Market Overview

The prediction market on potential US military entry into Iran shows overwhelming confidence in the status quo, with traders pricing the probability of active US military personnel physically entering Iranian territory by year-end at just 0.7%. The market has maintained this probability consistently over the past 24 hours, with substantial liquidity at $17.9 million in volume, suggesting broad agreement among participants that a direct ground invasion is not a realistic near-term scenario.

Why It Matters

The question specifically targets a high threshold of military action—actual physical presence of active-duty US forces on Iranian soil—while excluding diplomatic missions, special operations intelligence work, and military contractors. This distinction matters because it essentially asks whether the US would undertake a major conventional military invasion, a fundamentally different scenario from airstrikes, cyber operations, covert activities, or diplomatic engagement. The market's confidence reflects the substantial barriers to such action, including potential regional instability, international diplomatic fallout, and the operational complexity of a ground campaign against a nation of 90 million people.

Key Factors

Several factors support the market's assessment. The US currently maintains significant military presence throughout the Middle East via bases in Iraq, the UAE, and the Gulf, but has not formally mobilized for an Iran invasion despite decades of bilateral tensions. Recent administrations have pursued alternative strategies—from the 2015 nuclear agreement to maximum pressure sanctions campaigns and targeted strikes. The high political and military cost of an invasion, combined with the availability of other coercive tools, has consistently made ground operations unattractive to US policymakers.
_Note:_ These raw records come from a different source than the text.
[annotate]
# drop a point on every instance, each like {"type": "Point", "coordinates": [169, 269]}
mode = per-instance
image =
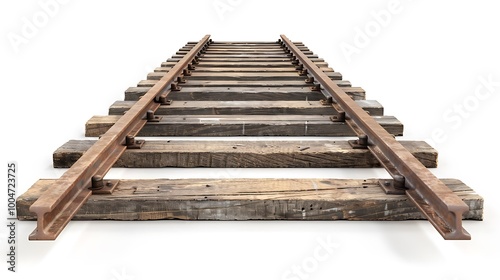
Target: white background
{"type": "Point", "coordinates": [427, 59]}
Additionally, the timeframe is limited to roughly one month from present, leaving minimal window for the massive military mobilization such an operation would require.

Outlook

For the market to shift materially from its current pricing, a dramatic escalation would be necessary—such as a major terrorist attack definitively attributed to Iran, a direct Iranian military strike on US interests, or a significant shift in US political leadership accompanied by immediate military action. Short of such a shock, the market's near-certainty of no ground invasion appears well-calibrated to the current geopolitical reality. Traders should monitor regional incidents closely, but absent extraordinary developments, the 99.3% probability likely reflects a stable equilibrium through year-end.